The US company contacted AstraZeneca again on Saturday about reopening talks but the UK company rejected the approach.
Pfizer, best known for producing Viagra, said it was considering its options and that it was considering a cash and shares offer at a "significant premium" to AstraZeneca's share price. Under takeover rules it has until 26 May to make a firm offer unless an extension is granted.
Pfizer said an offer for AstraZeneca would give the UK group's shareholders a payout worth much more than the "undisturbed" share price on 17 April, before bid speculation started. The shares closed that day at £37.83 but after Pfizer's announcement jumped to £47.07 – above Pfizer's earlier mooted offer and valuing AstraZeneca at £59.5bn.

Under Pfizer's plan, the combined company would be incorporated in the UK with shares listed in New York and management in the Britain and the US. The arrangement would mean Pfizer would not pay US tax on its non-US earnings.

Ian Read, Pfizer's chief executive, said: "We have great respect for AstraZeneca and its proud heritage as an innovation-driven biopharmaceutical business with a rich science-based foundation in both the United Kingdom and Sweden. In addition, the United Kingdom has created attractive incentives for companies to manufacture products and maintain and protect intellectual property, and we have seen that capital and jobs have followed these types of incentives."

Speculation about a possible bid from Pfizer has sent AstraZeneca's shares up since Easter. The UK company's chief executive, Pascal Soriot, said last week a takeover at a standard premium would undervalue the company and the progress it was making in developing new products, for example cancer drugs.

Pfizer is said to be keen to put to use some of its £40bn cash pile obtained from its foreign subsidiaries, which would trigger big tax bills if it was repatriated to the US to be paid in dividends.
A takeover of AstraZeneca would be by far the biggest foreign acquisition of a UK company, dwarfing Kraft's £12bn buy-up of Cadbury in 2010 and Telefonica of Spain's £17bn takeover of O2 in 2005.
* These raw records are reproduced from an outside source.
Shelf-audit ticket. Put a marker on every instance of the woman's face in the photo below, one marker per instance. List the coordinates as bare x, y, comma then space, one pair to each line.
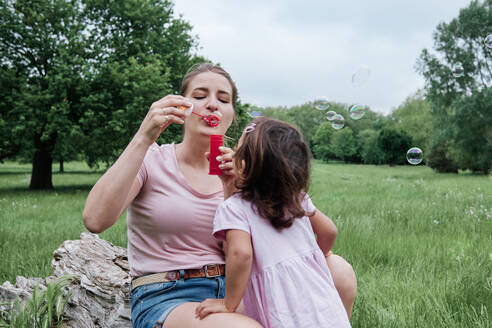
211, 94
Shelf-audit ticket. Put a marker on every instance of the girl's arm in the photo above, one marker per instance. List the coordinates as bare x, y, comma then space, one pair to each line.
325, 229
238, 266
239, 260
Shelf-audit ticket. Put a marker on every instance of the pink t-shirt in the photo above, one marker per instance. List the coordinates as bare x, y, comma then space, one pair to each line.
169, 223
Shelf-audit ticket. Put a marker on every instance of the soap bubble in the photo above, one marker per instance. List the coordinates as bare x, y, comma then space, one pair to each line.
338, 122
330, 115
357, 111
361, 75
488, 41
415, 155
458, 70
321, 103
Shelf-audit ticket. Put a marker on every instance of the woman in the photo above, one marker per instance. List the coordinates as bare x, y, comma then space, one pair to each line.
171, 202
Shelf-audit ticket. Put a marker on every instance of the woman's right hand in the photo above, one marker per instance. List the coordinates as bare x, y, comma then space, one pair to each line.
160, 115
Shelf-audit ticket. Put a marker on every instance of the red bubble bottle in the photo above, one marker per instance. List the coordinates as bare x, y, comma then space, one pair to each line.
215, 142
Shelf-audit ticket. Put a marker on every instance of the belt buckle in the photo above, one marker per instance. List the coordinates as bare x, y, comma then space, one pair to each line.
206, 270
A deal would raise concerns about job losses among AstraZeneca's 50,000 workforce worldwide.
Pfizer recently closed its main UK research and development centre at Sandwich in Kent with the loss of 2,400 jobs. The closure was a blow to the local economy and the government's plans to increase high-skill jobs.

AstraZeneca said it was examining Pfizer's statement and had no immediate comment.